Cedar brings up a GREAT point: indie publishing forces the writer to actually *be* “in the business” as it were. A lot of us from the “old world” of publishing (I guess I am technically a “cusper” because I broke in right when indie was exploding?) are absolutely shit businesspeople. You can’t be a shit businessperson and manage your indie career. You just can’t. You might luck into a phenomenon, such as 50 Shades. But that’s a one-in-a-million lightning strike. The working indie writer MUST be his/her own accountant, tax specialist, marketer, art department, etc.

I respect the HELL out of the successful indie writers I know, for this reason above all others. They are doing so much more than just writing books!
I ran into this perception with the first business I ran – and I was pitched into that one headfirst with no option but to learn how, or drown – and that is that artists can’t be businesspeople. Which is BS, and lazy. It’s a matter of learning, and even if you aren’t an Indie Publisher, you still have to learn how to be businesslike, or you will be taken advantage of. How many of us know writers who blithely signed over rights to a publisher than then ripped them off for that book, and possibly others? Brad’s been fortunate – or wise, and I know where I incline with that – in that he’s working with honorable publishers.

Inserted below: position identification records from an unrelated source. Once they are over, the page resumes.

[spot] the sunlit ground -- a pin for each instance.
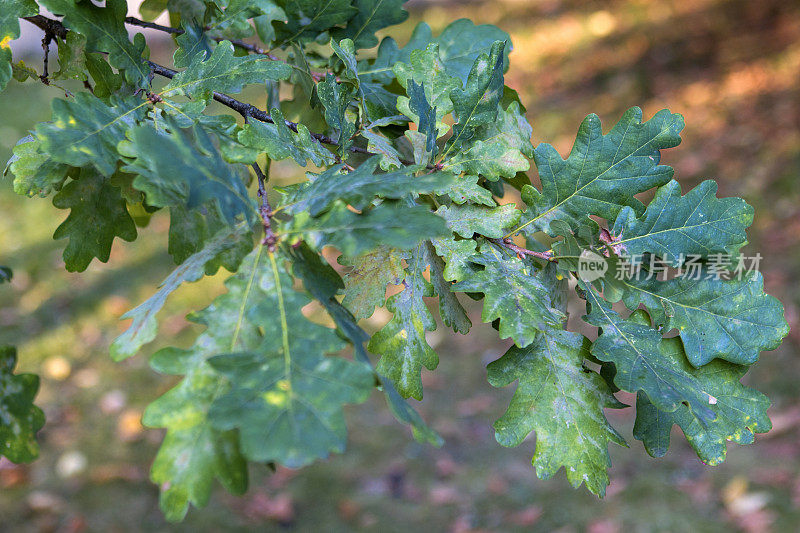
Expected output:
(732, 68)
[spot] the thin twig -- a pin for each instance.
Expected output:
(133, 21)
(547, 256)
(247, 110)
(270, 239)
(46, 40)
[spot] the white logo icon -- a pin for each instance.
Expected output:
(591, 266)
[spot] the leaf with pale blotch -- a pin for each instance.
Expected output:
(263, 23)
(499, 150)
(741, 411)
(71, 58)
(389, 224)
(513, 294)
(563, 403)
(306, 20)
(603, 173)
(12, 11)
(467, 190)
(35, 172)
(361, 186)
(20, 419)
(184, 168)
(426, 68)
(469, 219)
(401, 343)
(191, 229)
(279, 142)
(372, 15)
(323, 283)
(336, 98)
(85, 130)
(106, 81)
(733, 320)
(644, 363)
(365, 283)
(457, 255)
(463, 41)
(423, 139)
(194, 452)
(144, 327)
(234, 20)
(460, 43)
(285, 397)
(104, 28)
(224, 72)
(97, 215)
(346, 52)
(477, 104)
(378, 144)
(452, 312)
(193, 45)
(675, 226)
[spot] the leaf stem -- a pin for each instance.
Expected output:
(506, 242)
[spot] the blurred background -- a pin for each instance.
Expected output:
(732, 68)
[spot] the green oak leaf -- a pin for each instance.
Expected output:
(323, 283)
(35, 172)
(389, 224)
(378, 144)
(234, 19)
(191, 229)
(12, 11)
(468, 219)
(401, 343)
(263, 23)
(97, 215)
(563, 403)
(285, 396)
(365, 283)
(184, 168)
(452, 312)
(423, 139)
(500, 149)
(477, 104)
(460, 44)
(72, 58)
(741, 411)
(224, 72)
(359, 187)
(426, 69)
(733, 320)
(675, 226)
(85, 130)
(513, 293)
(193, 45)
(371, 16)
(336, 98)
(20, 419)
(106, 81)
(467, 190)
(104, 28)
(307, 19)
(463, 41)
(644, 363)
(603, 173)
(144, 327)
(279, 142)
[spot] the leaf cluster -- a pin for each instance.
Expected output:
(412, 154)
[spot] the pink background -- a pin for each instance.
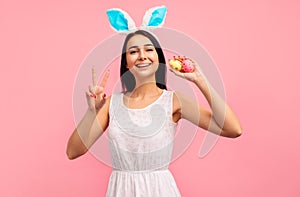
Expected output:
(255, 44)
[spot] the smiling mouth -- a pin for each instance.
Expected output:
(143, 65)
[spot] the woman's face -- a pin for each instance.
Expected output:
(141, 56)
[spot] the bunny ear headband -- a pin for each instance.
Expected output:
(120, 20)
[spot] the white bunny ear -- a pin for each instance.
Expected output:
(155, 17)
(120, 20)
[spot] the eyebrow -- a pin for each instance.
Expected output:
(137, 46)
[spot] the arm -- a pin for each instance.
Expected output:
(220, 119)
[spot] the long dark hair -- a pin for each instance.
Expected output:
(127, 78)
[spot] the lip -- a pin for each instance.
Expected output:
(143, 65)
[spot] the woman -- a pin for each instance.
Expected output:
(143, 118)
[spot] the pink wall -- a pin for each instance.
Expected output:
(255, 44)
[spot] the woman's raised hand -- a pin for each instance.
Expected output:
(95, 95)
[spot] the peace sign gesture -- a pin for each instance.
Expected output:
(95, 95)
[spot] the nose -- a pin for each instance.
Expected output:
(142, 55)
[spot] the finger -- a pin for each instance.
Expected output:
(105, 78)
(176, 72)
(94, 78)
(91, 89)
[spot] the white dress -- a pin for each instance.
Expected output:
(141, 144)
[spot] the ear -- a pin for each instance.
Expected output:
(155, 17)
(120, 20)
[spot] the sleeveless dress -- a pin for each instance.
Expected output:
(141, 144)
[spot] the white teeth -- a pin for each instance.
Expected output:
(143, 65)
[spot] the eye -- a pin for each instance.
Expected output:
(150, 49)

As for the fading stigmata, it’s going to take time. It’s going to take a raft full of authors willing to put in the time and effort to prove over and over that we can deliver professional products the public will enjoy reading, and that we can do this consistently. Right now, we’re getting our toes in the door by being able to deliver those products for less than the Big Five do. That won’t last forever – someone over there is going to get a clue and realize they have to choose between obscene profits on ebooks and keeping any bit of market share. Readers choosing between the $9.99 ebook and the $3.99 ebook will buy two or three of the latter before the former. If they really really want the expensive one, they will wait for a sale, or go to their library.

And like any scar, there may be lingering marks for a long time to come. Something makes me suspect that they may come to be a badge of honor, on the other hand. We’re working hard to make a go of it, and when you work hard, you get banged up. As much of a cliche as it is, something you have to work for is worth more than something that’s handed to you. I’ve seen that over and over.

In the meantime, the advice I offer everyone who asks about Indie?

  • Write. Write more. You will survive on quantity, not quality alone. Perfection is the enemy of good enough.
  • Go into it with your eyes open. It’s a sh*t-ton of work, and still, you’re going to trip over things you weren’t prepared to do when you started out.
  • Be patient. This is going to take time, and writing, and more writing – not all of it fiction.
  • If you opt out, read the contract. Have an IP Lawyer look at the contract. Even then, know that small publishers have the unfortunate problem that they will go belly-up on a surfeit of dreams and lack of capital.
  • Study the success stories. Larry Correia, who self-published his first book. Kevin Anderson, who writes like a machine AND runs a good-sized publishing house. Hugh Howey, the self-published man of mystery (just kidding. But he’s pretty nifty to watch work). There are others, but that’s a start.